On le voit, la thèse moniste de l’identité du droit et de l’État n’est sans doute pas, comme semble pourtant le penser Jean-Jacques Sueur, l’impasse épistémologique majeure que nous aiderait à contourner le pluralisme juridique pour nous permettre de nous représenter l’ordre juridique sans encombrantes illusions métaphysiques. Elle relèverait plutôt de la même logique démystificatrice que celle du pluralisme juridique dont Jean-Jacques Sueur est très proche. Loin d'affirmer l'indéfectible arrimage du droit à l'État, qui était certes la caractéristique d'une modernité aujourd'hui en crise sous l'effet de la mondialisation, le maître viennois soutenait en réalité avec sa célèbre thèse de l'identité du droit et de l'État une tout autre position. Affirmer en effet, comme le fait Kelsen, que l'État n'est rien d'autre qu'un ordre juridique relativement centralisé revient bien davantage à dé-substantialiser l'État – personnification de l'ordre juridique, il est appréhendé comme un concept juridique – qu'à le sacraliser à la manière des théoriciens modernes de la souveraineté. Ce sont au contraire les thèses de la dualité de l'État et du droit, que Kelsen a tant combattues au nom d'un panthéisme juridique fondé sur le postulat viennois de l'unité de l'objet de la connaissance, qui ont longtemps servi de terreau idéologique au stato-centrisme. Nier cette dualité consiste alors à réduire l'État à un pur système de normes qui ne se distingue dès lors plus de l'ordre juridique international qu'en simples termes de degré. Aux antipodes de l'idéalisme des modernes qui regardaient l'État comme un sujet méta-juridique, cela revient à reconnaître que de l'ordre juridique étatique au droit international, un même monde sévit, celui d'un seul et unique système juridique accidenté par des foyers de particulière centralisation. C'est donc libérer le droit de sa gangue métaphysique étatique ; c'est en même temps le dérober à une entité, l'État, dont Kelsen a toujours nié l'existence puisqu'en regardant ce dernier comme identique au droit, il lui déniait forcément toute identité par rapport à celui-ci.
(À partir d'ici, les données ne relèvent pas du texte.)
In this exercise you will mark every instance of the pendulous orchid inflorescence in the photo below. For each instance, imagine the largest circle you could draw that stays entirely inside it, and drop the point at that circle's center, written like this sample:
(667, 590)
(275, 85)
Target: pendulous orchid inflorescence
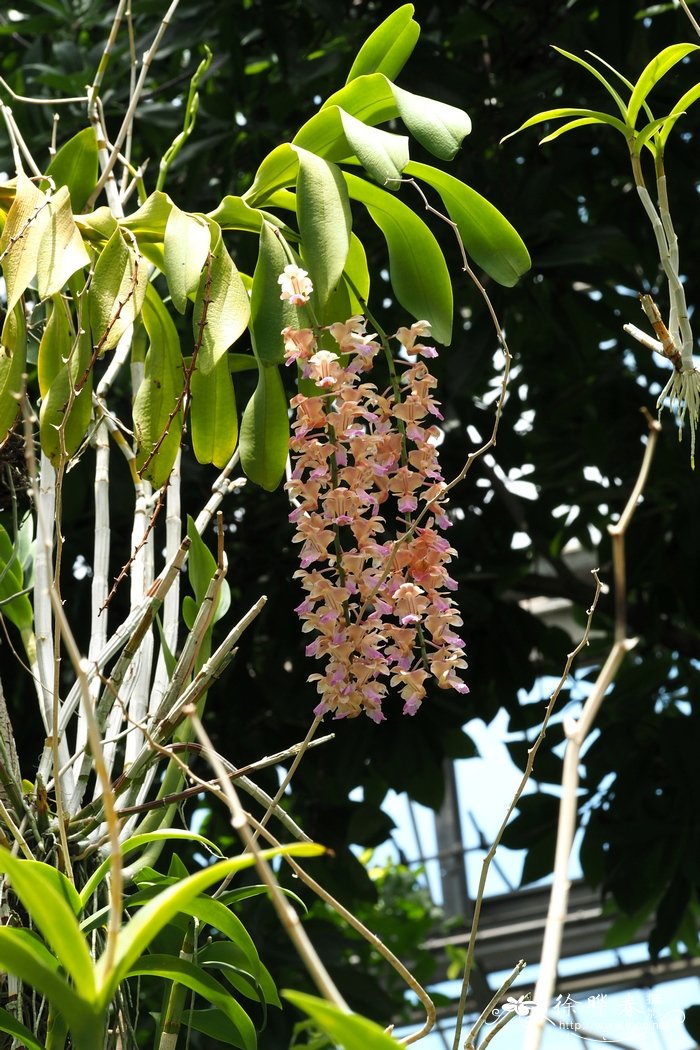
(368, 512)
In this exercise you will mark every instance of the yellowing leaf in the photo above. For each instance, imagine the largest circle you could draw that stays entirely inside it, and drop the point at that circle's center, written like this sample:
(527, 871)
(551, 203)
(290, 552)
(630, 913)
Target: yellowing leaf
(22, 237)
(221, 307)
(117, 291)
(213, 419)
(157, 419)
(61, 251)
(187, 242)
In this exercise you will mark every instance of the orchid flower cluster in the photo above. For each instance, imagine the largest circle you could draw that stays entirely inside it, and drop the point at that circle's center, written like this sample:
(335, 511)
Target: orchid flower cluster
(377, 595)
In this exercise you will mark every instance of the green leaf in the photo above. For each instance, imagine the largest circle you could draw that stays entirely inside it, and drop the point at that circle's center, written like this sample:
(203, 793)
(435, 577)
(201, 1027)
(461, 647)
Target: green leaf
(64, 415)
(213, 419)
(22, 237)
(14, 1027)
(215, 1025)
(194, 978)
(681, 106)
(186, 248)
(592, 117)
(374, 99)
(347, 1030)
(487, 235)
(233, 213)
(52, 904)
(14, 605)
(140, 931)
(439, 127)
(324, 223)
(264, 431)
(61, 251)
(419, 273)
(76, 167)
(656, 69)
(117, 291)
(269, 313)
(24, 956)
(353, 292)
(338, 135)
(13, 360)
(55, 345)
(228, 958)
(221, 306)
(158, 394)
(598, 76)
(136, 842)
(389, 46)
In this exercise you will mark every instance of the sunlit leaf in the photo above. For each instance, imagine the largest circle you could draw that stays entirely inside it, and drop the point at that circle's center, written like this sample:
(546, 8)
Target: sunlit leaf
(324, 222)
(13, 359)
(221, 306)
(653, 72)
(347, 1030)
(76, 167)
(418, 270)
(269, 313)
(197, 980)
(51, 902)
(186, 247)
(117, 291)
(264, 431)
(213, 419)
(389, 46)
(157, 407)
(487, 235)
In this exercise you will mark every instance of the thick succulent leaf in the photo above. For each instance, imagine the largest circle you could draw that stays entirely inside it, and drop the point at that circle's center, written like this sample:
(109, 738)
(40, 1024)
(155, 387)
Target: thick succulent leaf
(374, 99)
(200, 568)
(51, 902)
(76, 167)
(65, 415)
(653, 72)
(140, 931)
(13, 359)
(233, 213)
(16, 606)
(269, 313)
(487, 235)
(61, 251)
(186, 248)
(277, 170)
(598, 76)
(592, 116)
(346, 1030)
(22, 237)
(214, 1024)
(336, 135)
(324, 223)
(26, 958)
(22, 1034)
(418, 270)
(117, 291)
(221, 306)
(389, 46)
(213, 419)
(55, 344)
(157, 407)
(136, 842)
(198, 981)
(681, 106)
(264, 431)
(353, 291)
(439, 127)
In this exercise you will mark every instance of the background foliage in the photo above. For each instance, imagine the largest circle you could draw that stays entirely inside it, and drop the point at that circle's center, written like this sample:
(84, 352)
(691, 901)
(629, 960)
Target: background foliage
(572, 424)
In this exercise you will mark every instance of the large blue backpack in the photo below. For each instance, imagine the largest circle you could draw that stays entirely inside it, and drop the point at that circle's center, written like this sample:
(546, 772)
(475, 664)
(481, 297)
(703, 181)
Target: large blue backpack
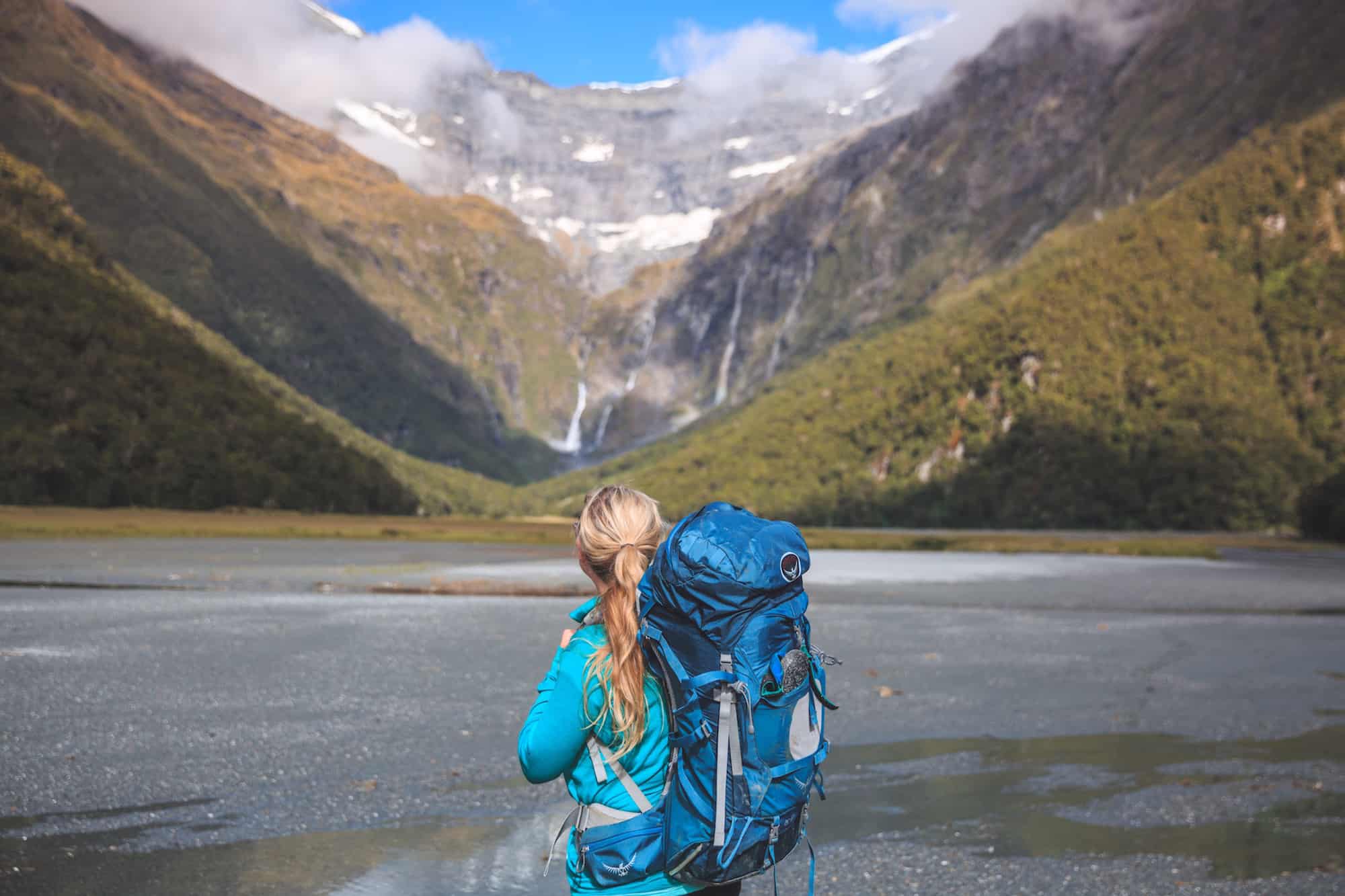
(723, 626)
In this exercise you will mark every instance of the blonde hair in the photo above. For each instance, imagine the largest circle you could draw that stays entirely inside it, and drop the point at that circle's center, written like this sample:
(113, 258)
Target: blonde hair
(618, 533)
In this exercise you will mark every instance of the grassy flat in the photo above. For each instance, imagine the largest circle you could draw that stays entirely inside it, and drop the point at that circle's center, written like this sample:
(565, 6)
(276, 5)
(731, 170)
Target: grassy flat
(80, 522)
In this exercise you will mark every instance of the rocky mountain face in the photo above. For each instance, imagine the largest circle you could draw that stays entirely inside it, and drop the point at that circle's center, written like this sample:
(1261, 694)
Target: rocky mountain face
(1178, 364)
(621, 175)
(436, 325)
(1061, 120)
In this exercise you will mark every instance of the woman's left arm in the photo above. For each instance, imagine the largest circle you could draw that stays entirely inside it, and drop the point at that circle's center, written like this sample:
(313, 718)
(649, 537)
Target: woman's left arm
(558, 727)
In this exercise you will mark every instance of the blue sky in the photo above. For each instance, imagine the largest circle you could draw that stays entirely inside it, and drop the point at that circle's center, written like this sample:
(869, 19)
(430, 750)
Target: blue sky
(568, 42)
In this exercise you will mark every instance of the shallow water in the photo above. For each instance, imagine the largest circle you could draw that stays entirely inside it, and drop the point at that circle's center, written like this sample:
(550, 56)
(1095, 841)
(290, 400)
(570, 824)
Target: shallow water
(1042, 797)
(248, 735)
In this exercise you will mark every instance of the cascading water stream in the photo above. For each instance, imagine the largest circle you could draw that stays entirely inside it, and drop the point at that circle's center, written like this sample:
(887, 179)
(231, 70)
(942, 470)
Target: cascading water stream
(722, 389)
(574, 440)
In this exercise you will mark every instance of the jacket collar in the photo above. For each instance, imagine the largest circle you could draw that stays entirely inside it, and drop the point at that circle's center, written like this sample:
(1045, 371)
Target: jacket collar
(588, 612)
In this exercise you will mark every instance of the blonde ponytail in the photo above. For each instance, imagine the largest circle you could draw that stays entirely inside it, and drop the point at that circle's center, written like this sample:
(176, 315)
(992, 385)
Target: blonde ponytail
(618, 533)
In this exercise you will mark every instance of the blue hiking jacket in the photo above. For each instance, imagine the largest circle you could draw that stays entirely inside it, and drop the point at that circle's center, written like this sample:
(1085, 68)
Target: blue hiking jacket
(558, 729)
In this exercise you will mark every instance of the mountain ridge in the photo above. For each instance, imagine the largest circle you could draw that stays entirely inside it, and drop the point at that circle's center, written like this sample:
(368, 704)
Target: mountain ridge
(1175, 365)
(311, 259)
(1054, 123)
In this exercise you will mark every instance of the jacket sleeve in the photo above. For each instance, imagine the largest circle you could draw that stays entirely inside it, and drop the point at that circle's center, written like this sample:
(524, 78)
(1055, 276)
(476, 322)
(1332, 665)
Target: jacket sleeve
(558, 727)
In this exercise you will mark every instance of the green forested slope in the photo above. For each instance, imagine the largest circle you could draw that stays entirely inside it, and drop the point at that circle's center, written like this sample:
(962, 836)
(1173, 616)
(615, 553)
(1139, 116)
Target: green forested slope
(1056, 122)
(1180, 364)
(110, 396)
(428, 322)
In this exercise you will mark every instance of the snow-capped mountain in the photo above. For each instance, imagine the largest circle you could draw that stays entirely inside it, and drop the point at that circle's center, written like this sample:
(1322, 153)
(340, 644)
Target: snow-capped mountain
(618, 175)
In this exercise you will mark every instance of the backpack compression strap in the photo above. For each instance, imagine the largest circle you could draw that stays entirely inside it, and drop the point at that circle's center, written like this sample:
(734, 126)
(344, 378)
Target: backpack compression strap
(598, 755)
Par où l’on voit que le plaidoyer que Jean-Jacques Sueur dresse implicitement d’un droit politique sans l’État rejoint d’une certaine manière, malgré lui, la thèse moniste de l’identité du droit et de l’État.
Cela dit, l’entreprise de démystification de l’État à laquelle se livre Jean-Jacques Sueur en dénonçant l’absolutisation de la souveraineté que le positivisme étatique contient en germe, ne le conduit pas pour autant à se complaire dans un scepticisme radical. Sans chercher forcément à dissoudre les concepts classiques, il s’efforce plus raisonnablement de les contextualiser en faisant observer leur contingence, ou plus exactement l’influence que l’histoire, qui ne saurait les effacer, peut jouer sur leur fonction et leur signification. Mais surtout, l’auteur enrichit les concepts classiques du droit constitutionnel en les complétant et en proposant de mieux les mettre en lumière grâce à l’importation de concepts issus de la science politique tels que celui de système ou encore celui de régulation. L’usage transdisciplinaire des concepts du droit constitutionnel et de la science politique constitue l’une des inclinations récurrentes du travail de Jean-Jacques Sueur. Semblable tropisme met singulièrement notre auteur à distance d’une certaine orthodoxie positiviste dont il se désolidarise également en posant, sur son objet, le droit constitutionnel, un regard lucide et réaliste consistant à rendre intelligible ce que ne disent pas explicitement les textes et les institutions à travers lesquels cet objet se présente et s’impose à toute connaissance vulgaire. Incontestablement, Jean-Jacques Sueur mobilise les outils méthodologiques de la connaissance critique. Celle qui, pour surmonter les limites d’un empirisme plat et réducteur, consiste à dévoiler la réalité cachée derrière l’apparence des choses qui peuplent l’univers constitutionnel et politique.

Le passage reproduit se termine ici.